Cette nouvelle découverte soulève de nombreuses questions (Figure 1C). Tout d’abord, l’activité phosphatase de Eya est-elle constitutive dans la cellule ou se manifeste-t-elle uniquement dans un compartiment sub-cellulaire particulier (noyau ou cytoplasme) ? Cette activité enzymatique a-t-elle un lien avec l’interaction de Eya, d’une part avec les petites protéines G au niveau de la membrane plasmique, d’autre part avec les facteurs de transcription Six et Dach dans le noyau ? En d’autres termes, ces partenaires protéiques sont-ils des substrats de Eya, et leur état phosphorylé versus déphosphorylé conditionne-t-il leur affinité pour Eya ? Surtout, l’activité phosphatase de Eya influence-t-elle directement ses propres caractéristiques transcriptionnelles. Une activité auto-catalytique de Eya a été suggérée par T.L. Tootle et al. du fait de la capacité de Eya à former des homodimères [15]. Si c’est le cas, l’identification des sites phosphorylés de Eya et des kinases responsables de cette phosphorylation, devrait permettre de rattacher Eya à une voie de signalisation et ainsi de mieux comprendre le rôle intégrateur de Eya au cours du développement embryonnaire.

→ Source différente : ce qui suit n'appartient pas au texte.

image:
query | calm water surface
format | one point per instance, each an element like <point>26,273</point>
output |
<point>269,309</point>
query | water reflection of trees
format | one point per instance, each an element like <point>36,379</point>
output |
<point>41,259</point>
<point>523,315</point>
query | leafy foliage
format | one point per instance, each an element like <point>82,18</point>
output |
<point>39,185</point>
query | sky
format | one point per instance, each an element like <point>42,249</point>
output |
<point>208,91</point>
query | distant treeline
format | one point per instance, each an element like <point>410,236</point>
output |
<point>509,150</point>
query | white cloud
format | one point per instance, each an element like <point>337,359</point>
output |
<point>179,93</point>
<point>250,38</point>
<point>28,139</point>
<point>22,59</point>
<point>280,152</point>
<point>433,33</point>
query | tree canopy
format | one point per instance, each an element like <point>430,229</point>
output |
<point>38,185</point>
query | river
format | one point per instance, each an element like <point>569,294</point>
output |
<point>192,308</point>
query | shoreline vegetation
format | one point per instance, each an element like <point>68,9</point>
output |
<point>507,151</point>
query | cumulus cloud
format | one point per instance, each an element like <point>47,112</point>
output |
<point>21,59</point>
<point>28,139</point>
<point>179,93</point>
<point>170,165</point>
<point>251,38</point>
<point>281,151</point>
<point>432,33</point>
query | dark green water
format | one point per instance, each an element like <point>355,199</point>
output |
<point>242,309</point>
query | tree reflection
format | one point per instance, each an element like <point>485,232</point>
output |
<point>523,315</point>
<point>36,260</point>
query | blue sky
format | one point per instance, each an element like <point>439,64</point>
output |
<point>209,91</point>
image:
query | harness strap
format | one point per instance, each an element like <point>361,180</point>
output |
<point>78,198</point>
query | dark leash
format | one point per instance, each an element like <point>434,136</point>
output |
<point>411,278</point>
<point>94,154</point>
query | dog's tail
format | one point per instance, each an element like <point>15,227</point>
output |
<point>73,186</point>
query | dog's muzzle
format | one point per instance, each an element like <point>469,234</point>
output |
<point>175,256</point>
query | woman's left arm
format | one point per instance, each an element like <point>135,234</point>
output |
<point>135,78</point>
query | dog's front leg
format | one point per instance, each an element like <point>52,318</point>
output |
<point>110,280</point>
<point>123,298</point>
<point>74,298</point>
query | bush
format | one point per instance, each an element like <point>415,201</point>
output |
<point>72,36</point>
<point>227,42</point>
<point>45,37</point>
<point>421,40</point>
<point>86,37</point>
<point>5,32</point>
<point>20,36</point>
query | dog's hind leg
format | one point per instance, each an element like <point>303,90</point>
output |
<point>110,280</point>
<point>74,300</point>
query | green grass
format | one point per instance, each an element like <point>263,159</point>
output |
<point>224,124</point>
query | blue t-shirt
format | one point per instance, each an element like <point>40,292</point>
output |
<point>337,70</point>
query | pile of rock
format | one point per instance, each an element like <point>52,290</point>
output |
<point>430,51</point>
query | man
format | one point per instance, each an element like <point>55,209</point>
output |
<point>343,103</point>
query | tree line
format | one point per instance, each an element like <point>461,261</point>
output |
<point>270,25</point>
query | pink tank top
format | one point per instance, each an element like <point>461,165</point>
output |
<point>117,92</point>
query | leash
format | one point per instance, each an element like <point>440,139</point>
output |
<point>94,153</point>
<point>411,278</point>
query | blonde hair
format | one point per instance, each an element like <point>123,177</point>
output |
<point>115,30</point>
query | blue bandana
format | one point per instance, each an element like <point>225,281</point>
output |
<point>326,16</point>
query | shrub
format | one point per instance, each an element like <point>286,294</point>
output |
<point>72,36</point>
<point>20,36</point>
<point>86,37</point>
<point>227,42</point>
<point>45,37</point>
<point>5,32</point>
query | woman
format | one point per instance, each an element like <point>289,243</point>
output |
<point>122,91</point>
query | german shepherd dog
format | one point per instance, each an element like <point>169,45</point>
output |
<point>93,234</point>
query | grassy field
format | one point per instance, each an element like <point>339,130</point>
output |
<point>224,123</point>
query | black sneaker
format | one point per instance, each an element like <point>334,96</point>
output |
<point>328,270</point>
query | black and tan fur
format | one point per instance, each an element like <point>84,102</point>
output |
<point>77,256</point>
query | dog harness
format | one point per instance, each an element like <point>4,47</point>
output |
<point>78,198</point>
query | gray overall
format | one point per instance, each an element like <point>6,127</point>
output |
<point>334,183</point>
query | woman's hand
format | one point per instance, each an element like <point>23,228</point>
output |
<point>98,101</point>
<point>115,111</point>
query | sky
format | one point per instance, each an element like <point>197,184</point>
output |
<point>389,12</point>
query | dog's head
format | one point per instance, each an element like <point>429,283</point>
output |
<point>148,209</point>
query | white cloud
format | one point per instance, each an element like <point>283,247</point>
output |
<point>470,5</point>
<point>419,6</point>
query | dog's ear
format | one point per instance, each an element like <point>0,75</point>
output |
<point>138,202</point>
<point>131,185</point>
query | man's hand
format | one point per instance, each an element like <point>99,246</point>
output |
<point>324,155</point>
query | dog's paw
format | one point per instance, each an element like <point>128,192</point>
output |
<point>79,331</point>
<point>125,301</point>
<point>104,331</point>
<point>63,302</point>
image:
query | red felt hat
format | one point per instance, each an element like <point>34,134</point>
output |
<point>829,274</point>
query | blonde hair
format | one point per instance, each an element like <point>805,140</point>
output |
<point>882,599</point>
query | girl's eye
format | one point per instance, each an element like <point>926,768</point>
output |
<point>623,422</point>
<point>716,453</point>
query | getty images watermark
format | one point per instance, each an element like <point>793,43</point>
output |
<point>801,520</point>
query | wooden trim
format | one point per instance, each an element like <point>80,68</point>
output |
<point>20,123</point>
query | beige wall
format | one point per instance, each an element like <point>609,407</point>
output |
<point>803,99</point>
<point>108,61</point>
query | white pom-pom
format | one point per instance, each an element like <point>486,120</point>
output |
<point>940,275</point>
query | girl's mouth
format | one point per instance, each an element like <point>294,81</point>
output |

Enfin, chez l’homme, la plupart des mutations de Eya1 identifiées chez les patients BOR sont des mutations ponctuelles qui touchent des acides aminés de la région carboxyterminale (Figure 1A) [16], mais aucune ne touche les acides aminés du site catalytique de Eya. Des études complémentaires seront nécessaires pour établir si ces mutations affectent, ou non, l’activité phosphatase, et donc si le dérèglement de cette fonction enzymatique peut être responsable de certains aspects de la pathologie. Les protéines Eya, et en particulier Eya1, participent à de nombreux processus de différenciation au cours du développement embryonnaire [4, 5]. Ces fonctions ont jusqu’à présent été corrélées à l’effet transcriptionnel des co-activateurs Eya, cependant l’activité phosphatase de ces protéines ouvre de nouvelles perspectives à explorer.